Writers are, first and foremost, readers. They read a lot and as a result know what has been done so many times that doing it once again would be a horrible cliché.
To give just an example, a contemporary writer starts a famous novel as follows. The main character’s mother died when he was an infant. So there was nobody to “raise him in tenderness” and he grew up wild. Because all women are tender, obviously. And without their civilizing presence men remain wild. But that’s OK because the character had a special talent he discovered at the age of 7. And now let me cover thousands of pages with words to tell you all the details of that special talent.
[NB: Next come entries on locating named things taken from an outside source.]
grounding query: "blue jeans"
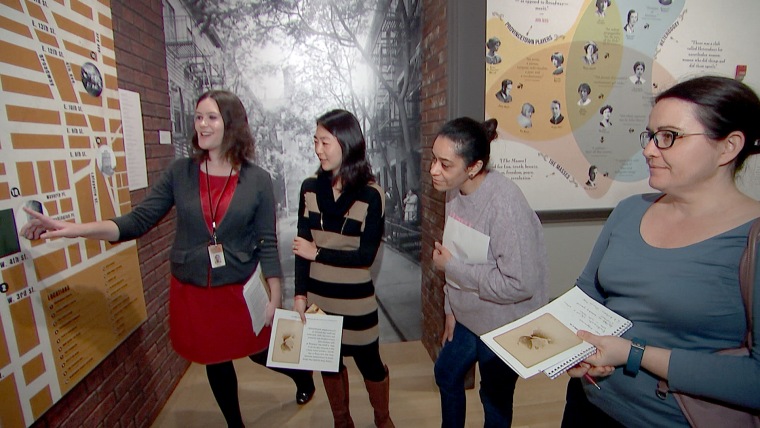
[435,322,518,428]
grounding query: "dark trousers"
[562,378,623,428]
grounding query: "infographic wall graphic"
[484,0,760,210]
[0,0,147,428]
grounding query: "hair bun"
[483,119,499,143]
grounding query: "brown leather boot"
[322,367,354,428]
[364,366,396,428]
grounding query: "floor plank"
[152,341,568,428]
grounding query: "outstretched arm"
[19,207,119,241]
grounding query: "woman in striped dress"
[293,110,394,427]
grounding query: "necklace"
[206,158,234,245]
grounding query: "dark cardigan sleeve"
[317,186,385,267]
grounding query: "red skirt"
[169,275,272,364]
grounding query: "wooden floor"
[153,342,568,428]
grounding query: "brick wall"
[35,0,188,428]
[420,0,449,358]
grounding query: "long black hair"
[655,76,760,176]
[192,89,255,168]
[317,109,375,192]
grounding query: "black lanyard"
[206,158,234,245]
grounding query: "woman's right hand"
[19,207,81,240]
[293,296,306,324]
[441,314,457,346]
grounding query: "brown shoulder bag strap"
[739,218,760,349]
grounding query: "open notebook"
[480,287,633,379]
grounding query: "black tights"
[206,351,313,428]
[340,341,388,382]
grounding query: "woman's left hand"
[433,241,451,271]
[293,236,317,260]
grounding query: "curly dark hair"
[317,109,375,193]
[436,117,499,174]
[192,89,256,169]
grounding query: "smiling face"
[643,98,721,193]
[195,97,224,153]
[552,103,560,117]
[314,125,343,174]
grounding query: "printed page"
[243,264,269,334]
[267,309,343,372]
[481,287,632,378]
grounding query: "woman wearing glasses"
[563,77,760,427]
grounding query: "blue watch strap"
[623,337,647,376]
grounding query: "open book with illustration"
[480,287,633,379]
[267,305,343,372]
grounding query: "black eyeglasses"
[639,129,709,149]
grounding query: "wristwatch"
[623,337,647,377]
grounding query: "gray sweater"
[112,158,282,287]
[444,172,548,335]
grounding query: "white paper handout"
[243,263,269,334]
[443,216,491,289]
[267,309,343,372]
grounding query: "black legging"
[206,351,311,428]
[340,340,388,382]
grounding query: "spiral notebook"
[480,287,633,379]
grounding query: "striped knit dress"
[295,174,385,355]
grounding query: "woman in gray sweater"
[430,118,547,427]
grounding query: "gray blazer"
[112,158,282,287]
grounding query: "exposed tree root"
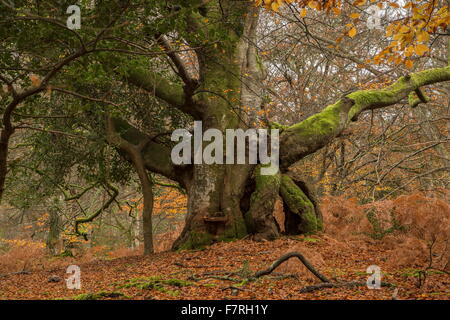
[300,281,392,293]
[254,252,393,293]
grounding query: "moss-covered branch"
[75,183,119,240]
[280,174,322,233]
[113,118,188,187]
[280,66,450,170]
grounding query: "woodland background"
[0,1,450,299]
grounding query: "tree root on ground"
[254,251,330,282]
[254,251,393,293]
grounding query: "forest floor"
[0,235,450,300]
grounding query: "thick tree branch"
[280,66,450,170]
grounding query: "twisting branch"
[75,183,119,241]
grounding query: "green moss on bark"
[280,175,322,233]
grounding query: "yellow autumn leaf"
[348,27,357,38]
[399,26,410,33]
[270,2,280,12]
[308,0,319,9]
[405,59,414,69]
[29,73,41,87]
[300,8,306,18]
[414,44,429,56]
[417,31,430,42]
[405,46,414,57]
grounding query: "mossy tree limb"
[280,174,322,234]
[245,166,280,240]
[280,66,450,170]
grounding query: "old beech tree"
[106,0,450,249]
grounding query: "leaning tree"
[0,0,450,249]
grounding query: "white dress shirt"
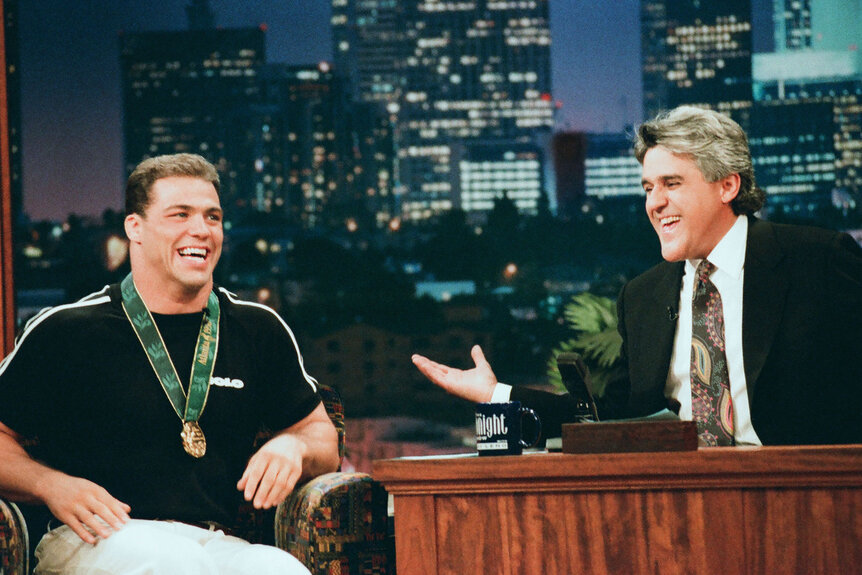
[491,216,761,445]
[665,216,761,445]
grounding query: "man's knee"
[36,521,218,575]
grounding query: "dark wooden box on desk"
[373,445,862,575]
[563,420,697,453]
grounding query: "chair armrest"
[275,472,395,575]
[0,499,30,575]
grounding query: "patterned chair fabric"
[275,473,395,575]
[0,386,395,575]
[0,499,30,575]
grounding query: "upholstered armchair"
[0,386,395,575]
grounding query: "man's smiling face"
[127,177,224,296]
[641,146,739,262]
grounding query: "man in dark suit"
[413,107,862,445]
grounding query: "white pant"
[35,519,310,575]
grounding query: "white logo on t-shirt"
[210,377,245,389]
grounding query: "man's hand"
[39,472,131,545]
[412,345,497,403]
[236,432,308,509]
[236,403,338,509]
[0,422,131,544]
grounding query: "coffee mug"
[476,401,542,455]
Without even starting on the artistic qualities, just the plot premise itself is excruciatingly boring. “Orphaned and wild” has been done so many times that one begins to wish for an orphaned and domesticated character just to relieve the tedium. The special gift one discovers all of a sudden serves as a foundation for every TV show featuring children or adolescents.
Everything turns to a parody of itself with repeated use. Wild motherless orphans made sense in the early 19th century. The need for women to civilize men by applying their “softer” influence to them was all the rage in the 1500s. Golden locks and rosebud mouths sounded just fine in the 17th century. Eos of the rosy fingers worked out fantastic for Homer but you just can’t do this shit without a trace of irony in the postmodern era and still be a writer.
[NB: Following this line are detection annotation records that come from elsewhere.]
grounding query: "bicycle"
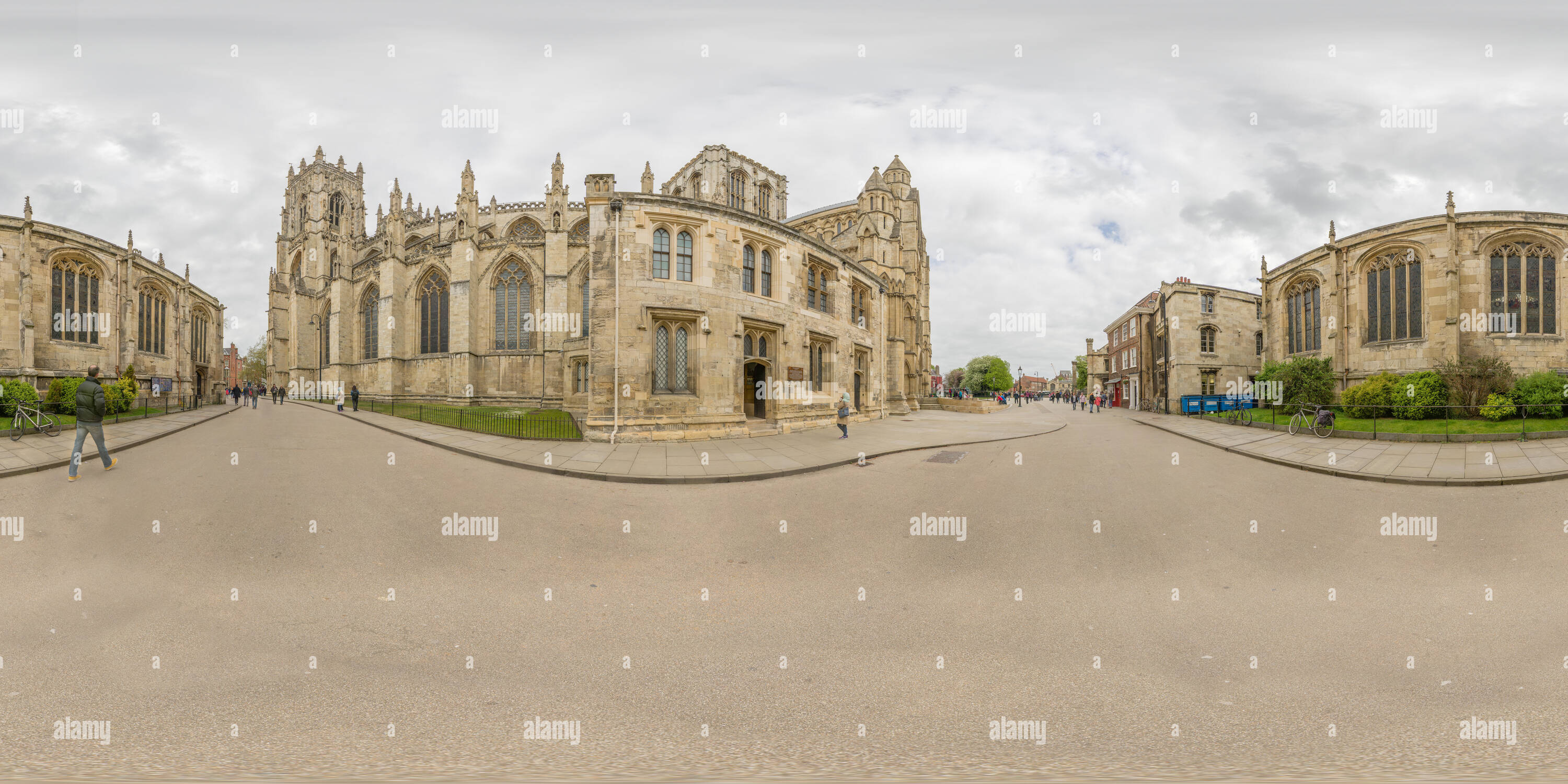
[11,403,60,441]
[1220,403,1253,426]
[1286,405,1334,439]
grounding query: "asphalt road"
[0,403,1568,779]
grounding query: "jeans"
[69,420,110,477]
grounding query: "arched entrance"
[740,362,773,419]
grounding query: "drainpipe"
[610,199,621,444]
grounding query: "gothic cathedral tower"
[267,147,365,384]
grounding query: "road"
[0,403,1568,779]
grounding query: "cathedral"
[267,144,931,441]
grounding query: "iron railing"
[298,395,583,441]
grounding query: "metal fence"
[290,395,583,441]
[1201,403,1568,439]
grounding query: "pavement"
[0,403,1568,781]
[0,403,238,478]
[290,401,1065,485]
[1135,409,1568,486]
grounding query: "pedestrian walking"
[66,365,119,481]
[839,392,850,441]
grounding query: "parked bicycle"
[11,403,60,441]
[1286,403,1334,439]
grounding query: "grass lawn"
[343,398,582,439]
[1204,409,1568,436]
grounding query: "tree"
[963,354,1013,394]
[240,336,267,381]
[947,367,964,390]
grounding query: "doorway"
[742,362,773,419]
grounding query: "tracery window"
[740,245,757,292]
[495,260,533,350]
[654,229,670,279]
[729,171,746,210]
[49,259,100,345]
[1486,241,1557,334]
[419,273,448,354]
[654,321,691,392]
[676,232,691,281]
[359,285,381,359]
[136,285,169,354]
[1366,248,1422,343]
[1284,281,1323,354]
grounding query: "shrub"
[1339,373,1399,419]
[44,376,83,414]
[1480,394,1515,422]
[0,378,38,419]
[1389,370,1449,419]
[1438,356,1513,416]
[1254,356,1334,408]
[1508,370,1568,417]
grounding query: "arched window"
[49,259,107,345]
[506,218,544,240]
[740,245,757,292]
[729,171,746,210]
[676,232,691,281]
[191,307,212,364]
[1366,248,1422,343]
[136,285,169,354]
[419,273,447,354]
[1284,281,1323,354]
[654,229,671,279]
[495,260,533,350]
[1477,241,1557,334]
[317,299,332,367]
[359,285,381,359]
[654,321,690,392]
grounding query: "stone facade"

This is not to say that the cheap pop psych of dead mothers, softening women, and sudden talents can’t be entertaining as hell. Just like an occasional meal at Wendy’s might be fun and delicious. Yet a person who sees no difference between a dish prepared by a Michelin-star chef and an outing at Applebee’s is missing many exciting experiences that constitute culinary education. And in the same way, the person who believes that literature is Hunger Games and 50 Shades has had an impoverished range of intellectual and artistic experiences.
What I’m expressing here is a point of view that is hugely unpopular in North American academia. We are all so terrified of rating or ranking and so into the idea of total equality that we spent months last year at my department interviewing people for a job they were not even remotely qualified to do just because it would be unfair not to interview everybody who NEEDED a job.
But hey, when did I care what anybody else thought? The literary canon was created to prop up the nation-state. And now that the nation-state is tottering, preserving the idea of Great Books might offer some support to the nation-state.